China’s art market was still in its nascent stages when Mr. Liu and Ms. Wang began going to auctions and buying art in the early 1990s. Over the years, what started as a hobby became an obsession.
While Mr. Liu preferred collecting traditional Chinese artworks and objects, Ms. Wang focused on acquiring art from the Cultural Revolution era and, later, contemporary Chinese art and art from throughout Asia. They began to collect Western artists as well, and their holdings now include work from Jeff Koons’s mirror-polished sculpture series.
Several years ago, Ms. Wang, a self-proclaimed “art fanatic,” came up with the idea of opening a museum so they could show their collection to the public. But first, she needed to persuade Mr. Liu.
“All of our friends were buying private planes, and he said he wanted to buy a plane, too,” she said. “I refused. I said let’s just put in some more money and start a museum. It will be good for Shanghai, and it will be good for the country.”
So in 2012, Mr. Liu and Ms. Wang opened the Long Museum Pudong, one of many private museums that have begun in Shanghai in recent years as the local government tries to transform the city into an international cultural capital.
In 2014, they opened a second branch, the Long Museum West Bund, part of a government-sponsored project to develop a waterfront cultural corridor in Shanghai that includes private museums, a large entertainment complex, and soon, the headquarters for DreamWorks’ new Chinese joint venture animation studio.
Exhibitions range from a large show of revolutionary art to celebrate the 70th anniversary of the end of World War II to a performance-art exhibition curated by Klaus Biesenbach of MoMA and Hans Ulrich Obrist of the Serpentine Gallery in London.
Although they received a discount from the government for the land in the West Bund area, Ms. Wang said, almost all of the operation costs — about $9.5 million for both museums this year, she estimated — are undertaken by her and her husband.
“I think the rest of my life and money will be dedicated to building up this museum,” Mr. Liu said, taking a puff of a cigarette. (The couple plan to open a third branch, in the southwest city of Chongqing, next year.)
Cai Jinqing, president of Christie’s China, said the couple represented the “best example” of this generation of Chinese art collectors.
“They started with collecting what they know, Chinese art, then broadened to Asian art, and are now embracing Western art,” Ms. Cai said.
But few collectors in China publicly flaunt their wealth the way Mr. Liu and Ms. Wang do, particularly as the government wages a crackdown on extravagance. Mr. Liu, who is still an active stock trader, said he was not concerned about the crackdown, stating that he acquired his money through legal and legitimate means.
Many have criticized the couple for profligacy and a perceived lack of taste. In discussions about them, the term “tuhao,” a popular Chinese term for crass nouveaux riches, is frequently tossed around.
“I am definitely a tuhao,” Mr. Liu said defiantly. “But at least this tuhao is bringing a masterpiece back to China for the Chinese people to enjoy.” Mr.

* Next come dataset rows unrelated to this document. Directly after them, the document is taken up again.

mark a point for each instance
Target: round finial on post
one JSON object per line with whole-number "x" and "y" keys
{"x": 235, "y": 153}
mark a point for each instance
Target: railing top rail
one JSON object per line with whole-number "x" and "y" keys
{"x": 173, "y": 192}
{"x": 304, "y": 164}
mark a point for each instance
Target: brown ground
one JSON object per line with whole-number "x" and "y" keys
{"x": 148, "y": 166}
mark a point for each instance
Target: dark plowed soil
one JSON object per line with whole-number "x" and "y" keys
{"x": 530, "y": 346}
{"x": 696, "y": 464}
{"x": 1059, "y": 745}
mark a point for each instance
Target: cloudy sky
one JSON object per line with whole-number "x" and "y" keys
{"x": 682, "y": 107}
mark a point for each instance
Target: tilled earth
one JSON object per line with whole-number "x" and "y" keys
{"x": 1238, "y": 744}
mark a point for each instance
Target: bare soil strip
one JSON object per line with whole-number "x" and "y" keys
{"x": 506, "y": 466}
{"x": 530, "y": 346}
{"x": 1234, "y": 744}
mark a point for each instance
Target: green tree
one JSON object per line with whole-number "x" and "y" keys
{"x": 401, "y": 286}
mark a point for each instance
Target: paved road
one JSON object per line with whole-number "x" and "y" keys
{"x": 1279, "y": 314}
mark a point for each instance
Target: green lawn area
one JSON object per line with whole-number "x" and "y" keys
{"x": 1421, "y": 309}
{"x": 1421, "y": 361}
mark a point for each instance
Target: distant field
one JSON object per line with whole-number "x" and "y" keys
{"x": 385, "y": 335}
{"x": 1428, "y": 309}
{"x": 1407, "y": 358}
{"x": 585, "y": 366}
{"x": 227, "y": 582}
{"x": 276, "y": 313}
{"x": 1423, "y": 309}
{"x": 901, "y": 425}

Liu said that he had no plans to sell the painting.
There is another, more personal, benefit to the acquisition: airfare. Ms. Wang confirmed that, as in the past, she and Mr. Liu would be using their American Express card to pay for the Modigliani. That way, with the cardholder’s points they accrue, their whole family — the couple, their four children and two grandchildren — can continue flying for free.
“We are on a one-year payment plan for the painting,” Ms. Wang said. “If we had to pay cash upfront, that would be a little difficult for us.”
She added: “I mean, who has the money for that?”